Unamuno_grandeESCENA V. PLAZA DE ANAYA

 

UNAMUNO sigue sin decir palabra. En ese momento, aparece la JOVEN CIUDADANA del principio y se acerca a él, con gesto preocupado.

JOVEN CIUDADANA: ¿Le pasa algo?

UNAMUNO: No, gracias, simplemente es que se me ha hecho tarde. ¿Y usted quién es?

JOVEN CIUDADANA: Digamos que soy una ciudadana de Salamanca.

UNAMUNO: (Cayendo en la cuenta de pronto.) No, yo a usted la conozco; es la muchacha con la que hablé hace un rato en la plaza Mayor, mi lectora favorita.

JOVEN CIUDADANA: (Encantada.) Es usted muy amable. ¿Y qué tal su paseo?

UNAMUNO: No muy bien, la verdad; por eso estoy así.

JOVEN CIUDADANA: La verdad es que se le nota cansado. ¿Ha andado mucho?

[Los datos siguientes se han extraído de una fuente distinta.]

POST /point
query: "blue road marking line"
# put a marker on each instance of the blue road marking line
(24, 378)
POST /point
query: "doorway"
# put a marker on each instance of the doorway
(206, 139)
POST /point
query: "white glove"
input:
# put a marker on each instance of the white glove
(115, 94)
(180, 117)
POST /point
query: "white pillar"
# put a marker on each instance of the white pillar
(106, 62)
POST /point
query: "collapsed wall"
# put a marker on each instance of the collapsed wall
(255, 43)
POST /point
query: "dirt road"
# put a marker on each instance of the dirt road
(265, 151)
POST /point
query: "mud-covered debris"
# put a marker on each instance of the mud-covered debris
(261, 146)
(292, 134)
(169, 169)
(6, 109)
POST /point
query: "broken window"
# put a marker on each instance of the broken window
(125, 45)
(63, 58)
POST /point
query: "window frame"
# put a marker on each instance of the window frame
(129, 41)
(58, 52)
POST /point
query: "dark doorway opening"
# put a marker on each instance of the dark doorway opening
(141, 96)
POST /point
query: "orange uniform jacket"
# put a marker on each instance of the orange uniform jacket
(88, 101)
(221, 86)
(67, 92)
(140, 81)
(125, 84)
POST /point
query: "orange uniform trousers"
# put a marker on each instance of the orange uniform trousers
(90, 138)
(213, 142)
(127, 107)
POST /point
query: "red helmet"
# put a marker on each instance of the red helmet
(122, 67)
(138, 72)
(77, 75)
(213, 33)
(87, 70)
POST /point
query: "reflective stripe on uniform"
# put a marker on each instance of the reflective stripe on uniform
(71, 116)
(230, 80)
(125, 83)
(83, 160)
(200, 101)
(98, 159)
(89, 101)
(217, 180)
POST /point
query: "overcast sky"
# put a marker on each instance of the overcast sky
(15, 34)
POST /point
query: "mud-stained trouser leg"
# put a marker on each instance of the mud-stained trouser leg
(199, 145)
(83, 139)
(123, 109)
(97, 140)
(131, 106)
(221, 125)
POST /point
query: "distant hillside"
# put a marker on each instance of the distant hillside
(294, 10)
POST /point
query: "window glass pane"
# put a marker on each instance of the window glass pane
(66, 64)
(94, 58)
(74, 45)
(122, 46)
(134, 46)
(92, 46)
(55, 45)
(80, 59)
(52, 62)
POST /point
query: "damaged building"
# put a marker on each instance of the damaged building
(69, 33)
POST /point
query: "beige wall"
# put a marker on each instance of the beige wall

UNAMUNO: Me temo que han sido demasiados recuerdos, demasiadas emociones, para una sola jornada, por muy extraordinaria que ésta sea. Yo pensaba que en mi recorrido iba a encontrar la forma de seguir existiendo, sin dejar de ser yo. Pero otra vez me he equivocado.

JOVEN CIUDADANA: Tal vez haya buscado donde no debía.

UNAMUNO: ¿Qué quiere usted decir?

JOVEN CIUDADANA: Que tal vez se haya dejado enredar por sus fantasmas y se haya olvidado de lo más importante, de lo verdaderamente eterno.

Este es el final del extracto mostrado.